The Spanish-Moorish building was designed by Mary E. J. Coulter, who is well-known by rail aficionados as the architect behind the Harvey House Restaurant for Union Station in Los Angeles (Harvey Houses used dot the nation along railroads). Barstow's gem was shuttered in 1971 and later was stripped of its delicate fixtures by artifact hunters. Rooms were trashed by squatters. When in the latter half of the 1980s, Santa Fe planned to demolish the station, the city stepped in to purchase the property and building in 1990. However, the day before a 1992 re-dedication, the 7.3 magnitude Landers quake struck causing structural damage and postponing an opening.
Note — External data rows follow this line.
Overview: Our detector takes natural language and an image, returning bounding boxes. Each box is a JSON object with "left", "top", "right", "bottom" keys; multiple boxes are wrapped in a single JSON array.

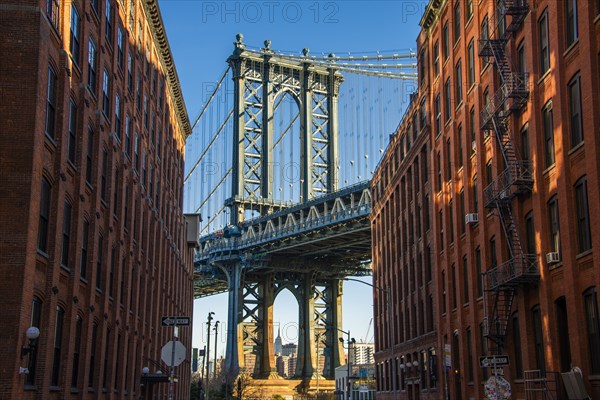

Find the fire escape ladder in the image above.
[{"left": 479, "top": 0, "right": 539, "bottom": 354}]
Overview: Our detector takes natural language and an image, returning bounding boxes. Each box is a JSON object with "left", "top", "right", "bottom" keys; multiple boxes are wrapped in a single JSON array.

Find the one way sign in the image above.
[
  {"left": 160, "top": 317, "right": 190, "bottom": 326},
  {"left": 479, "top": 356, "right": 508, "bottom": 368}
]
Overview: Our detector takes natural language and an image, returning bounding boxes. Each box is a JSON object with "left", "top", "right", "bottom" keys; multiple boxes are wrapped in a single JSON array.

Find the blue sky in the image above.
[{"left": 159, "top": 0, "right": 427, "bottom": 360}]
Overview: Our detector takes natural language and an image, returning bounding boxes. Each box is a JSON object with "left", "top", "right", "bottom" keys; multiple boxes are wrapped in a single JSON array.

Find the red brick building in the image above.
[
  {"left": 373, "top": 0, "right": 600, "bottom": 399},
  {"left": 0, "top": 0, "right": 193, "bottom": 399}
]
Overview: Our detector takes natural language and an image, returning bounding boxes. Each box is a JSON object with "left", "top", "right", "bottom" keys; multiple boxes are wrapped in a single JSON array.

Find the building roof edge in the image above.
[{"left": 142, "top": 0, "right": 192, "bottom": 141}]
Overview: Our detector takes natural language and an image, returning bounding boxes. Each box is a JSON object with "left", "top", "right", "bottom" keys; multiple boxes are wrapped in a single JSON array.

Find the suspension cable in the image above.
[
  {"left": 183, "top": 110, "right": 233, "bottom": 184},
  {"left": 194, "top": 167, "right": 233, "bottom": 214},
  {"left": 192, "top": 66, "right": 231, "bottom": 131}
]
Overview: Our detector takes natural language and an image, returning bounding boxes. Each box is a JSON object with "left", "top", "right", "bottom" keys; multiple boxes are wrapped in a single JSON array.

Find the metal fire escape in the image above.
[{"left": 479, "top": 0, "right": 540, "bottom": 353}]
It was restored, retrofitted, and reopened in 1999. Now the ballroom is rented out for events and rooms were adapted for use as office space. It is also become the home to the Route 66 Mother Road Museum and the Western American Railroad Museum.
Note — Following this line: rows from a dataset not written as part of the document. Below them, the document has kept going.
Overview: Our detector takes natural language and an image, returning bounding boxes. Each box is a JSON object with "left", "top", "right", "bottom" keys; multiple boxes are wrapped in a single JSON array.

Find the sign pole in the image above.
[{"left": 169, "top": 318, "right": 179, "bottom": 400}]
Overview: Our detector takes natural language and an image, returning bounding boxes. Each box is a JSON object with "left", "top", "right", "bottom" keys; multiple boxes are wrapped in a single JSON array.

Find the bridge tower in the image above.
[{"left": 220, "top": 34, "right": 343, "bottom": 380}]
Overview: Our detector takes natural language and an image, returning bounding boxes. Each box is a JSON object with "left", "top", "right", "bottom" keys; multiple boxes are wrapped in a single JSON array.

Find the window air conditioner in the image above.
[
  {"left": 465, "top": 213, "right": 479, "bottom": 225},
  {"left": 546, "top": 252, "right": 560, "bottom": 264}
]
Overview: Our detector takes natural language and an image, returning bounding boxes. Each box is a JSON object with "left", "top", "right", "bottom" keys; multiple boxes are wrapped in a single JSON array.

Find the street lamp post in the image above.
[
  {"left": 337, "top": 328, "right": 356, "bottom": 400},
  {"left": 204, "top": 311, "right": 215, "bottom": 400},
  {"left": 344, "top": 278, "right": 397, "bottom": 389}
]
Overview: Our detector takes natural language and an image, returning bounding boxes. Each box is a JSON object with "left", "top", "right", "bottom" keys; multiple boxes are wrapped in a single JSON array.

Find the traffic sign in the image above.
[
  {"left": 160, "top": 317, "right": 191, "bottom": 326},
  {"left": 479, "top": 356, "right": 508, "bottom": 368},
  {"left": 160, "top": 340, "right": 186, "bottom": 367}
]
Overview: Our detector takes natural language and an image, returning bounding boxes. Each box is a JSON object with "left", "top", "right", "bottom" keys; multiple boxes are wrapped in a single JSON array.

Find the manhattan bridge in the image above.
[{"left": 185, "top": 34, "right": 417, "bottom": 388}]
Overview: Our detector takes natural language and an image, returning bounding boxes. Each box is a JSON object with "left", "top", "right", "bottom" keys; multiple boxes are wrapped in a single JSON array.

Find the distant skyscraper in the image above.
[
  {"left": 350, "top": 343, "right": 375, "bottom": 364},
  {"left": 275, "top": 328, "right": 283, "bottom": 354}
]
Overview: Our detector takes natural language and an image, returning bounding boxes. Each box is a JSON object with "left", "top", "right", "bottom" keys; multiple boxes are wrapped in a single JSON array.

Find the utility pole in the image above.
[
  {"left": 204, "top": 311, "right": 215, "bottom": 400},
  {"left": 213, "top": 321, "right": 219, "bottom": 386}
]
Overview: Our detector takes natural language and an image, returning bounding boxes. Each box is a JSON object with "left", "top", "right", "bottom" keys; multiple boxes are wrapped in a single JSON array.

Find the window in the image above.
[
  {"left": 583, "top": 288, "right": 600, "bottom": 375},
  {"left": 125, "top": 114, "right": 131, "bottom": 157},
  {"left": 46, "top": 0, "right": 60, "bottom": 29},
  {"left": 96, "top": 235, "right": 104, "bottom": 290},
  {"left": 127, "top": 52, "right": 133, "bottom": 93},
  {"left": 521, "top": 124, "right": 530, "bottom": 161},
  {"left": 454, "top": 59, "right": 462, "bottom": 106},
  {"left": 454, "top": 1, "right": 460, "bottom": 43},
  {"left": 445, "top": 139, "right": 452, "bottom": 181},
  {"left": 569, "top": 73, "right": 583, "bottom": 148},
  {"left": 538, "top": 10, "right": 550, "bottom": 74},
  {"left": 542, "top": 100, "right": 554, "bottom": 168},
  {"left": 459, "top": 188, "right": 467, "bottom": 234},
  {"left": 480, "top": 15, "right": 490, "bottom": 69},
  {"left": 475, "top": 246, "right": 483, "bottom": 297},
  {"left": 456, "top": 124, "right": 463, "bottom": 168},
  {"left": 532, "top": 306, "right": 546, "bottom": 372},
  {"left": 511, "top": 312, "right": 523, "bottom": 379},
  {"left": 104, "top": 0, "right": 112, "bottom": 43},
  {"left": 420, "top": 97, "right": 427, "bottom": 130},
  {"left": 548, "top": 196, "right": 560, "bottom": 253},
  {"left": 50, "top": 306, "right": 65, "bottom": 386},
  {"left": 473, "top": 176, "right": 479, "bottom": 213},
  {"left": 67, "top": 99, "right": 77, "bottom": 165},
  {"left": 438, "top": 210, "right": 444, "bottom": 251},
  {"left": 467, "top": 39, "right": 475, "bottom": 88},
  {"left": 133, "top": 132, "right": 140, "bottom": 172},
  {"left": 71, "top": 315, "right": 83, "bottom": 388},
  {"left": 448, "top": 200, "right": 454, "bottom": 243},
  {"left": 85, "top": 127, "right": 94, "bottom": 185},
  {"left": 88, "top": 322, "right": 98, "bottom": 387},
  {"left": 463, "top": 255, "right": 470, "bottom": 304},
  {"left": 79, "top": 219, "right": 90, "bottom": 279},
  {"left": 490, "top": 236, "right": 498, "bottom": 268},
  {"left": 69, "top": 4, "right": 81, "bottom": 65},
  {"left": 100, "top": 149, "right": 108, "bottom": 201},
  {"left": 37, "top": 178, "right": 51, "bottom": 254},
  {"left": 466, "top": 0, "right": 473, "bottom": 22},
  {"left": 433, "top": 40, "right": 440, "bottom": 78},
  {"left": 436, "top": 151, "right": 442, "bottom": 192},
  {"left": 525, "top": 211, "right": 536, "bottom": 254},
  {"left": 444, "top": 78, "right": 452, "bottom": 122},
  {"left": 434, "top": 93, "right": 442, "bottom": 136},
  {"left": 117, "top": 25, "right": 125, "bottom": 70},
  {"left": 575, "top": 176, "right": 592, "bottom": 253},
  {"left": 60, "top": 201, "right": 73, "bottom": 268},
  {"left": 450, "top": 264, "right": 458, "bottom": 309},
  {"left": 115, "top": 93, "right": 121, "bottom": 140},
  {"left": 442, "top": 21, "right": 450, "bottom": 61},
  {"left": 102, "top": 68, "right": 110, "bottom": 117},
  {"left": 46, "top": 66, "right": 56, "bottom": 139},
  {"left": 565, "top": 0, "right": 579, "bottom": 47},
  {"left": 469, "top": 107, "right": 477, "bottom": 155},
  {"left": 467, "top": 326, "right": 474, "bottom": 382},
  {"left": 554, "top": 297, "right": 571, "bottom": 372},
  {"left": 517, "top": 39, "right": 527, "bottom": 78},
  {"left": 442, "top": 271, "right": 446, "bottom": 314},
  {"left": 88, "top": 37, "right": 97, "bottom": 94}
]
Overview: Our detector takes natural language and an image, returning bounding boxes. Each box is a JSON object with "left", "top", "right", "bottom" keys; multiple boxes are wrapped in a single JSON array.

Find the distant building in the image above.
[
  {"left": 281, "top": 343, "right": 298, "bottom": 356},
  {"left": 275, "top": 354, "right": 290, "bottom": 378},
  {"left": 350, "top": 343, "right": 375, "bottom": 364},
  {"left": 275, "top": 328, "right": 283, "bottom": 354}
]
"The top floors of the building house what is known as the business portal and have nine business," says Jeri Justus, Executive Director of the Barstow Chamber Of Commerce, the first tenant of the restored Historic Harvey House.
Walk up to the entrance facing the former rail yard, you may find yourself invited in even if the museums are closed. Working the front desk is a proud ad hoc tour guide Beth Marks, whose grandmother once worked as a Harvey Girl at the depot. With the same efficiency that her "Nana" Watts must have had carrying plates to hungry travelers, Marks can whisk through details about terracotta tiles while offering a peek in a few of the restored rooms, some decorated with period furnishings (as close as a non-profit budget will allow).
What's not to love about a building that helped build the west before the nearby highway became Route 66?
And the former Route 66 will be the way to the station if you arrive from I-15. Exit at E Main, or what is known as Barstow Station, you turn left (north) and drive through town decorated with Route 66 signs, and a series of murals telling stories of the town's history. Turn left on North First Avenue, and when you cross the bridge the building will show its Mojave majesty. Anyone traveling through town may want to consider stopping by. Ties are no longer mandatory.
The 100th Birthday Celebration of the Historic Barstow Harvey House, located at 681 North First Ave in Barstow, California, will be August 20th, 2011 from 8:00am until 4:00pm. The celebration is in conjunction with Southern California Edison's 125th Anniversary.